After that analysis, the team was left with significant associations at 20 new disease-linked loci, which were folded in with known loci and examined in more detail using available expression quantitative trait locus, methylation quantitative trait locus, and enhancer-promoter data. At least 33 of the sites appeared to contain regulatory variants, including those influencing B cells, T cells, and other immune cell functions, though the variant set also highlighted more than 255 genes with possible roles in allergic rhinitis.
When the researchers fine-mapped the major histocompatibility complex region — an immune region on chromosome 6 that appeared to have strong ties to allergic rhinitis risk — they uncovered a regulatory variant influencing the expression of human leukocyte antigen genes in lung or immune tissue types. These and other findings pointed to ties between hay fever-associated variants and the immune system, though some variants without obvious disease-related roles turned up as well.
"The risk loci we have identified can help understanding the mechanisms causing allergic rhinitis and hopefully also to find targets for treatment and prevention," Bønnelykke said in a statement, noting that "the genes we identified only partly explain why so many people develop allergic rhinitis."
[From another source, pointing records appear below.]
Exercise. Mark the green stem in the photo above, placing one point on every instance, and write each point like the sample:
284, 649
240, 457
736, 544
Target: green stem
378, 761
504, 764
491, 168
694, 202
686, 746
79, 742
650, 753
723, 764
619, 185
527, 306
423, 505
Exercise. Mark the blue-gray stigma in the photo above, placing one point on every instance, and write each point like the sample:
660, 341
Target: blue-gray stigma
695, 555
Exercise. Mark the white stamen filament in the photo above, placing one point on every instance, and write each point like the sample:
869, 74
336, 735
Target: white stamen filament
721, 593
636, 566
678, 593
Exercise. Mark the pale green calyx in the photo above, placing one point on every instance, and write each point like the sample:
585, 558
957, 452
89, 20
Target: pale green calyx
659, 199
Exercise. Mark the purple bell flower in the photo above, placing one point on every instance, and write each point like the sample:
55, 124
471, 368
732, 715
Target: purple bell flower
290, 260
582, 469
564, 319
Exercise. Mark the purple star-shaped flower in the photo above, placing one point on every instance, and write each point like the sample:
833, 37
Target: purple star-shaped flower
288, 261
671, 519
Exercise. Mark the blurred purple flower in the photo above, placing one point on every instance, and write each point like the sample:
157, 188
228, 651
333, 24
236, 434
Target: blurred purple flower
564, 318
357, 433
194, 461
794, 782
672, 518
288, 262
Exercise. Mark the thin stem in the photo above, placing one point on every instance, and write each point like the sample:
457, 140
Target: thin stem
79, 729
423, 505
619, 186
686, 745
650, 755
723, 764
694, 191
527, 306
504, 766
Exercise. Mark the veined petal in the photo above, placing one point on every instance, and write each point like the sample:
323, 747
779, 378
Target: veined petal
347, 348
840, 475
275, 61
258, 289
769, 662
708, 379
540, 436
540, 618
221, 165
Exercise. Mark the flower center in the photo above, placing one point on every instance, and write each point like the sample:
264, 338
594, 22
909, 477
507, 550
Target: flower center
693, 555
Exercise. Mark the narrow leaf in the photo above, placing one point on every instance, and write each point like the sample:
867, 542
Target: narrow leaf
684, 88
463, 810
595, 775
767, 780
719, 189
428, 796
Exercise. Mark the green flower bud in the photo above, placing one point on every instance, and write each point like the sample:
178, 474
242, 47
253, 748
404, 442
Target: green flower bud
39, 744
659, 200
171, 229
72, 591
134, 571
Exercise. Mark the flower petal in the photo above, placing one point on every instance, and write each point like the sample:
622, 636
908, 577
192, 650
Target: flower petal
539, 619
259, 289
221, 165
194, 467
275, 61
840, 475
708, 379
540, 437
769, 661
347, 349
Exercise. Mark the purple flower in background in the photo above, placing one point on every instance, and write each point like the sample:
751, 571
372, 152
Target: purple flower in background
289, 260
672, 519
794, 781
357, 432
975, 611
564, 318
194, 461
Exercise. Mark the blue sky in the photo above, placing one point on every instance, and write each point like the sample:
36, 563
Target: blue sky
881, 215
"One important next step is to understand how risk genes interact with our environment," he added.
At least some variants unearthed in the meta-analysis were also implicated in a GWAS reported by members of the same team last year, which focused on asthma, eczema, and allergic rhinitis. This prompted the authors of the new analysis to suggest that the three immune conditions "are related but distinct disease entities."
In the new study, meanwhile, the researchers' GWAS, based on data for more than 8,000 cases and 16,441 controls, led to 10 loci associated with allergic sensitization, with all but one of the allergic rhinitis-linked variants displaying comparable relationships to allergic sensitization. From thousands more non-allergic rhinitis cases and controls, they did not pick up significant individual risk loci, though there were further hints of overlap with allergic rhinitis.
Overall, the authors wrote, they saw "a strong correlation between allergic rhinitis and allergic sensitization, a moderate correlation with asthma, and a weaker correlation with eczema."